Bayesian hierarchical modeling of anthelmintic resistance

Craig Wang, in collaboration with Paul Torgerson, Section of Epidemiology, VetSuisse Faculty, UZH.

The prevalence of anthelmintic resistance has increased in recent years, as a result of the extensive use of anthelmintic drugs to reduce the infection of parasitic worms in livestock. In order to detect the resistance, the number of parasite eggs in animal faeces is counted. The widely used faecal egg count reduction test (FECRT) was established in the early 1990s. We develop Bayesian hierarchical models to estimate the reduction in faecal egg counts. Our models provide lower estimation bias and provide accurate posterior credible intervals. An R package is available on CRAN, and we have also implemented an user-friendly interface in R Shiny.

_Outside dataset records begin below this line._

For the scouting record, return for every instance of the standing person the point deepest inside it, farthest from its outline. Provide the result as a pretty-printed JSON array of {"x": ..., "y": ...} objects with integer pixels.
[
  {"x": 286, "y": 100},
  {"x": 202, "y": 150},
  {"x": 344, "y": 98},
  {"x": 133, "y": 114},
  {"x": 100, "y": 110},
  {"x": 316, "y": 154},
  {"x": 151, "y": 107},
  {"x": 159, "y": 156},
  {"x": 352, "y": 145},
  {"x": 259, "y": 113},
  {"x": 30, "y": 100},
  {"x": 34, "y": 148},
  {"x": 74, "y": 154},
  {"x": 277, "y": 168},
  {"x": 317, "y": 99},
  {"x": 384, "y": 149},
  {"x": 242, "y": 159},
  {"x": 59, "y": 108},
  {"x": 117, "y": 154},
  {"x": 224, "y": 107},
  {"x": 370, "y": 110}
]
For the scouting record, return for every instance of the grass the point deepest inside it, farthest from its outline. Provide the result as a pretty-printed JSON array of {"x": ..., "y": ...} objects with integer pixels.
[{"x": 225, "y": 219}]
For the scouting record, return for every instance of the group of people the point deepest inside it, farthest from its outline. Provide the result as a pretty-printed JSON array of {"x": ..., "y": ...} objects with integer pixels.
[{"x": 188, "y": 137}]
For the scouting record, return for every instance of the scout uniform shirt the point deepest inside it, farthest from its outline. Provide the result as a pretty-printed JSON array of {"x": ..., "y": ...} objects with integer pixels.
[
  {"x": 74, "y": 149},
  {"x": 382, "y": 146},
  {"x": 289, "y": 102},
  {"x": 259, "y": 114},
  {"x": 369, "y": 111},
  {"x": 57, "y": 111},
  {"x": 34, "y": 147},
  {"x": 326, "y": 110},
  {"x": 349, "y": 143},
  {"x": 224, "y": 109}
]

Predicting missing values in spatio-temporal satellite data

Florian Gerber, in collaboration with Rogier de Jong, Michael E. Schaepman, Gabriela Schaepman-Strub

Remotely sensed data are sparse, which means that data have missing values, for instance due to cloud cover. This is problematic for applications and signal processing algorithms that require complete data sets. To address the sparse data issue, we worked on a new gap-fill algorithm. The proposed method predicts each missing value separately based on data points in a spatio-temporal neighborhood around the missing data point. The computational workload can be distributed among several computers, making the method suitable for large datasets. The prediction of the missing values and the estimation of the corresponding prediction uncertainties are based on sorting procedures and quantile regression. The algorithm was applied to MODIS NDVI data from Alaska and tested with realistic cloud cover scenarios featuring up to 50% missing data. Validation against established software showed that the proposed method has a good performance in terms of the root mean squared prediction error. We demonstrate the software performance with a real data example and show how it can be tailored to specific data. Due to the flexible software design, users can control and redesign major parts of the procedure with little effort. This makes it an interesting tool for gap-filling satellite data and for the future development of gap-fill procedures.